As a busy working Mom, every once in a while, I get a guilty feeling that I am not spending enough time with my daughters, and as a result, I always want to make certain that our time together is valuable, meaningful, and special. I like planning special activities for us to do together. Most recently, I planned an extra special birthday-day with my three-year old, and took my two oldest daughters for a special back-to-school spa day.
Driving home from the birthday extravaganza, my daughter wanted to play the name game for twenty-five minutes straight: Mommy, Mommy, Bo Bommy, Banana Fanna fo Fommy… Mommy! With every single person we know, twice over. She was laughing so hard that she had tears in her eyes.
That evening I reflected on the events of the day and came to a startling, yet obvious realization, it was quite possible that my daughter had a better time playing the name game with me than she did during the birthday extravaganza. How was this possible? The birthday extravaganza was special, it was entertaining, and it was expensive! Don’t get me wrong, she enjoyed it, but the pure joy of singing silly names for an entire car ride, had her bent over in stitches!
This reflection heightened my awareness of the many innocuous requests that my daughters are always asking of me, which I sometimes object to, simply because I don’t feel like it, or I’m tired. How much additional happiness could I bring to their lives, by…
– Pretending to be squirted with water, sometimes hot, sometimes cold, and sometimes ‘medium’,
– Giving my daughters wooden spoons to make food for their babies,
– Pretending to be an alligator,
– Not noticing they are hiding in the bathroom and feigning surprise,
– Giving extra kisses or an extra hug when running ten minutes late for work,
– Singing the Paw Patrol theme song over and over and over,
– Reading an extra night-time story,
– Making a massage appointment at the glamorous spa recently constructed in the toy room,
– Letting them eat fruit salad on the way to school,
– Saying ‘Yes’ to lying in bed until they falls asleep.

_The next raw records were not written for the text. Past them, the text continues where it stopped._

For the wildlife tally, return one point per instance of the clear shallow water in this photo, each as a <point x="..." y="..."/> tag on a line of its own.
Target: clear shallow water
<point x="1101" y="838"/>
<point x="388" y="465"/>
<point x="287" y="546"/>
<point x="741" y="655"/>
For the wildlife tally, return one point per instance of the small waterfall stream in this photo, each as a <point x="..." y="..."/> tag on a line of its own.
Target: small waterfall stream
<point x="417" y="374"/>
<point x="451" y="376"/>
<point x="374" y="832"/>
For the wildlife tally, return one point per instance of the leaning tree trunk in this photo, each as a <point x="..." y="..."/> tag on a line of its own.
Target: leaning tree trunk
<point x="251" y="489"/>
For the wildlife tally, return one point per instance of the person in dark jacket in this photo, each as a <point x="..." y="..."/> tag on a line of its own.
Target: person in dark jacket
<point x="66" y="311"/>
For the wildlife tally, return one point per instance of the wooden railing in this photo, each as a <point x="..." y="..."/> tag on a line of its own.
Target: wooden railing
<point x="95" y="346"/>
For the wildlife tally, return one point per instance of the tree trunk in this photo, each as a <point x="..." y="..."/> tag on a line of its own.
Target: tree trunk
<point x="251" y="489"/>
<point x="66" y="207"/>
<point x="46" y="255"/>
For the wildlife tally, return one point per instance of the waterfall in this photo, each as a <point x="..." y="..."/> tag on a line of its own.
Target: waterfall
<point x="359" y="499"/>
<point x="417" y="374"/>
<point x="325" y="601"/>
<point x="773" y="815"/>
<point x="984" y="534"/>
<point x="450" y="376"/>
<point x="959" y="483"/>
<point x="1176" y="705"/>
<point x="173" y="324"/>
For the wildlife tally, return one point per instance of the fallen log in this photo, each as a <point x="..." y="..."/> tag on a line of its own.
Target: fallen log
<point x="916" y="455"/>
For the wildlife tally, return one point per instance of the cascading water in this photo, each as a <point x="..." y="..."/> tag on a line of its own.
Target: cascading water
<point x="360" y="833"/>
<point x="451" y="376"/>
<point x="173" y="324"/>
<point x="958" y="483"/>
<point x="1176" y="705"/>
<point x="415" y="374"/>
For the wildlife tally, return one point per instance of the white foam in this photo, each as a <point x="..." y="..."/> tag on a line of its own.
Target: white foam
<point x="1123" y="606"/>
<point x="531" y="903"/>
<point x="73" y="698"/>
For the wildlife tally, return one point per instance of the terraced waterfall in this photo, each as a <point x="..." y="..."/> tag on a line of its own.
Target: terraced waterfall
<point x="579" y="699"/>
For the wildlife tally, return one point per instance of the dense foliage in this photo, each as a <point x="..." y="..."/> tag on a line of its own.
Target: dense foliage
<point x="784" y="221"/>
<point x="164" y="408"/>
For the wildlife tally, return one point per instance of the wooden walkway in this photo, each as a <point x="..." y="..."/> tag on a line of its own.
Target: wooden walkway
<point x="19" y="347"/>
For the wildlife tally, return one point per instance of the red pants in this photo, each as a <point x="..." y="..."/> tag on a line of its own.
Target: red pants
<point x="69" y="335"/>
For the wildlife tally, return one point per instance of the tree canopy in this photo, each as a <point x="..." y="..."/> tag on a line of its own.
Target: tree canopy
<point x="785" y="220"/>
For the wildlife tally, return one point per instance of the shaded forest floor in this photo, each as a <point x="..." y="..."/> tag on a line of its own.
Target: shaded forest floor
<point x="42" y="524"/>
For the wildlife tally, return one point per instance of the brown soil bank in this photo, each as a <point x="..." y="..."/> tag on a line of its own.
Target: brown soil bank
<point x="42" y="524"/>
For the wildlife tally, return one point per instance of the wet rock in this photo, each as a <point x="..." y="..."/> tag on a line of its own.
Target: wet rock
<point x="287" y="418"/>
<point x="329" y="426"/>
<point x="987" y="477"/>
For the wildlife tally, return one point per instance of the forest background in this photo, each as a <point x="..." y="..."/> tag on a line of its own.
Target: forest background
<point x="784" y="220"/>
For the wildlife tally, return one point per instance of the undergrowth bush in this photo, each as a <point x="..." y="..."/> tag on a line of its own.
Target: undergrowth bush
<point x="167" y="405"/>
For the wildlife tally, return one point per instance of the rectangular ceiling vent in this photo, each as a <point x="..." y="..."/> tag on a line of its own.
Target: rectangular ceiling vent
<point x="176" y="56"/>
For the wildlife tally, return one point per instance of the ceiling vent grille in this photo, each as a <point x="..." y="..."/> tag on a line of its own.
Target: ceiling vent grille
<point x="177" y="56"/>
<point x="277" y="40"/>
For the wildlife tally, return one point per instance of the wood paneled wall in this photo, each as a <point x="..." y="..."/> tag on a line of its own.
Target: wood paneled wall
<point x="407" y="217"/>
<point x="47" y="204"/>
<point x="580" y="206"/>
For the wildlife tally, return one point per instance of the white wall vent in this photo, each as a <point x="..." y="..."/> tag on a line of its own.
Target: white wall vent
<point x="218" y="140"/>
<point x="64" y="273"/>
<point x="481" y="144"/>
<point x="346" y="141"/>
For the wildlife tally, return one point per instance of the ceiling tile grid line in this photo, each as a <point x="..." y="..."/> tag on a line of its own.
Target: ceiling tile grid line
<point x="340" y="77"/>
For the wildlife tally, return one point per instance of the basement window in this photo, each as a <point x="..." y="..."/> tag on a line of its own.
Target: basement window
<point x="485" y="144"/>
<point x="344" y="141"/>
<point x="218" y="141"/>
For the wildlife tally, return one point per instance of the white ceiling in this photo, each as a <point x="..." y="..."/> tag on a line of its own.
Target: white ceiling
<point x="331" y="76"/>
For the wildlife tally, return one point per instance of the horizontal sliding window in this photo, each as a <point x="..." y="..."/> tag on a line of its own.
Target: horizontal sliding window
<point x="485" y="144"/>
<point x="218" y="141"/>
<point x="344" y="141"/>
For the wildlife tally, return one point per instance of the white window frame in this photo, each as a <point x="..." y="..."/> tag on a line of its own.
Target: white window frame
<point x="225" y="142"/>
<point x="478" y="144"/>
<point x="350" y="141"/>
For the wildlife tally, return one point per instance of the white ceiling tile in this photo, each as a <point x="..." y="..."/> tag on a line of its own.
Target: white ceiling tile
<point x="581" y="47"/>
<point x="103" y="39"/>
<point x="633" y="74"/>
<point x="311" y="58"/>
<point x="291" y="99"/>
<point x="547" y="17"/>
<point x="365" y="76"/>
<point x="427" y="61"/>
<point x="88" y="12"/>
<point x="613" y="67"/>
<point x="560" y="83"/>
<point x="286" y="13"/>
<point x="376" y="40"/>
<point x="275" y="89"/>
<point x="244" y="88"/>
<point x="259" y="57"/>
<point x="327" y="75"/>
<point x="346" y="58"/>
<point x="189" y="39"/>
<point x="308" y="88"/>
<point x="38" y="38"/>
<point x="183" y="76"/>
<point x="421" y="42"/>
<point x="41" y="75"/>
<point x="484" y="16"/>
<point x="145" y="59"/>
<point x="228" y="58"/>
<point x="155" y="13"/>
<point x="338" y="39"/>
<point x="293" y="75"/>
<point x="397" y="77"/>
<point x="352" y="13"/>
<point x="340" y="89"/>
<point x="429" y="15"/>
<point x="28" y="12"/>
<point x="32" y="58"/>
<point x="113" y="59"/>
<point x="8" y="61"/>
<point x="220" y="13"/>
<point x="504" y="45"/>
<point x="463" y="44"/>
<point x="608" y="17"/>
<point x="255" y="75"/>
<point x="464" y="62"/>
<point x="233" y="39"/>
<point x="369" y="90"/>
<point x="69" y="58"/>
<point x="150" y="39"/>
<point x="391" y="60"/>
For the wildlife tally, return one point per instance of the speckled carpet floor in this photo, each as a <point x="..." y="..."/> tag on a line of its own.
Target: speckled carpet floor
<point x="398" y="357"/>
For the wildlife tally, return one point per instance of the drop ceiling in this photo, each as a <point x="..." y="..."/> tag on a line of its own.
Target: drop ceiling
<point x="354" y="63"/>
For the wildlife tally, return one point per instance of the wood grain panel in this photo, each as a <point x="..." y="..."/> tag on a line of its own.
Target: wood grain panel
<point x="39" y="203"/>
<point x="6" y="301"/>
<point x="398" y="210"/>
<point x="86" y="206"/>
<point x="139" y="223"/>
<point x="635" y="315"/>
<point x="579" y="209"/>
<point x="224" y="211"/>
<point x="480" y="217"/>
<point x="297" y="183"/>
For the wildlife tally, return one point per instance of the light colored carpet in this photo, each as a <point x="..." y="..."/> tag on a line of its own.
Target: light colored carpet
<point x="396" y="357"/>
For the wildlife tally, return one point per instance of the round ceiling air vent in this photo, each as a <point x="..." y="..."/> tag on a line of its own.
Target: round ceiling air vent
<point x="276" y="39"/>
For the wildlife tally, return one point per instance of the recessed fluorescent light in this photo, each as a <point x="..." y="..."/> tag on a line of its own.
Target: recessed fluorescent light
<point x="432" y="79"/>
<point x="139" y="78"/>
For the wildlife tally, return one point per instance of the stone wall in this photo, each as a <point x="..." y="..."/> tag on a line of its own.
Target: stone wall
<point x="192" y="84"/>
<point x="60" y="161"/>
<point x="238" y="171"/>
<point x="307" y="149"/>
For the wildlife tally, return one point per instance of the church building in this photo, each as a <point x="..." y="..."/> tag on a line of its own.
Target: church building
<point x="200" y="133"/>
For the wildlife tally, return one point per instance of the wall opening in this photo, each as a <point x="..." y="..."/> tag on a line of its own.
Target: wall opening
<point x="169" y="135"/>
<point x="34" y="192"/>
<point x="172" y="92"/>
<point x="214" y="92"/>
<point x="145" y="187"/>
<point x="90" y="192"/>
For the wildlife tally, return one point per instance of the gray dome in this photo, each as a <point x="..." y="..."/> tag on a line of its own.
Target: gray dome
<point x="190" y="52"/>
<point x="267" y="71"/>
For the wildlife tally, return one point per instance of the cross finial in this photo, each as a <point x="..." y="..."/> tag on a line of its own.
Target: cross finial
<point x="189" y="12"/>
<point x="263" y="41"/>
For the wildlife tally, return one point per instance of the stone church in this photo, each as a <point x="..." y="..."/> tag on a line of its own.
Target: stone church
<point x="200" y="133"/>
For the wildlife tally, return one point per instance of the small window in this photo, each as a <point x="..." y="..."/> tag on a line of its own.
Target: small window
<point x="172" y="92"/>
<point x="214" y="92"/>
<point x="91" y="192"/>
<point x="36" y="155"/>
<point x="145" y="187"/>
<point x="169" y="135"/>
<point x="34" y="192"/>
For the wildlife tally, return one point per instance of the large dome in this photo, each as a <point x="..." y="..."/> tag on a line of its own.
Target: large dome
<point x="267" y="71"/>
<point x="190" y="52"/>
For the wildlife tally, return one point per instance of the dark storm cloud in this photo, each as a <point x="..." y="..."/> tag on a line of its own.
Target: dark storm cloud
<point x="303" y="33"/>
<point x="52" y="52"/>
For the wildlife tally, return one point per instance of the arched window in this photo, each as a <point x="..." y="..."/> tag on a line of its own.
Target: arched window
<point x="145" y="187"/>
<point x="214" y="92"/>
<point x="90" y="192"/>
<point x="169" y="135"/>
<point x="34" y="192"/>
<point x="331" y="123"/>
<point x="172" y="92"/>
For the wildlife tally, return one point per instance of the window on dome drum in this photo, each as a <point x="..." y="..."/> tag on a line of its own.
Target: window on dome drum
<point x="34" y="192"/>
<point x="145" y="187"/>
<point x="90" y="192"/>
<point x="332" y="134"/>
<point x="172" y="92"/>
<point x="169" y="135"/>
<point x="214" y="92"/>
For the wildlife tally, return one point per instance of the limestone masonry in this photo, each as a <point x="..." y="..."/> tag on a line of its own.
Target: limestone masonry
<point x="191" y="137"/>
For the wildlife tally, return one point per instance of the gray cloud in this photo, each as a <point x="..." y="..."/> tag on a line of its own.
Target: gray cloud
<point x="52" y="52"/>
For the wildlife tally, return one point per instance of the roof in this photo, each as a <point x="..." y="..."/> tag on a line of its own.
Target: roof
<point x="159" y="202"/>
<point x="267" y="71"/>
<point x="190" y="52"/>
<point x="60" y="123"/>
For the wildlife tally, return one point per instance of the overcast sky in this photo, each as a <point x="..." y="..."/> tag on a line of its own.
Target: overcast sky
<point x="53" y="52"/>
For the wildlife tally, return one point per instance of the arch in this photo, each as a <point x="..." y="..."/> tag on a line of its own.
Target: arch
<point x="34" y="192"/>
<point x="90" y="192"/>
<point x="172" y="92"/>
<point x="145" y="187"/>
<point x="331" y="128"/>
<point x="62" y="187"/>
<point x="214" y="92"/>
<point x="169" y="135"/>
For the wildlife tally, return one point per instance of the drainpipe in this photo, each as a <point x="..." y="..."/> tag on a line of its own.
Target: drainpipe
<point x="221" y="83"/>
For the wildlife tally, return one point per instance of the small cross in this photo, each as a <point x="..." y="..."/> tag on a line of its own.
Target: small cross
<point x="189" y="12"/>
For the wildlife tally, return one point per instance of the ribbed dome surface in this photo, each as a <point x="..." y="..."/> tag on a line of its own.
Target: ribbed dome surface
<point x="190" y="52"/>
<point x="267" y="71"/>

It’s easy to say ‘No’ to these type of requests. Sometimes I’m distracted, sometimes I’m rushing to get dinner made, and other times, I’m simply exhausted. My daughters don’t whine or nag when I say ‘No’, they move on and play with other toys or choose another activity. However, the happiness and joy that they get out of me saying ‘Yes’ is worth stopping whatever activity I’m doing, or having dinner be late.
I’m going to make more of an effort going forward to say ‘Yes’ to these requests from daughters, after all, it doesn’t cost me anything to pretend to be squirted with water. As I’ve stated many times before, life is all about balance. My daughters’ happiness will be derived from both special events as well as the simple, silly things that I can do to put a smile on their beautiful little faces.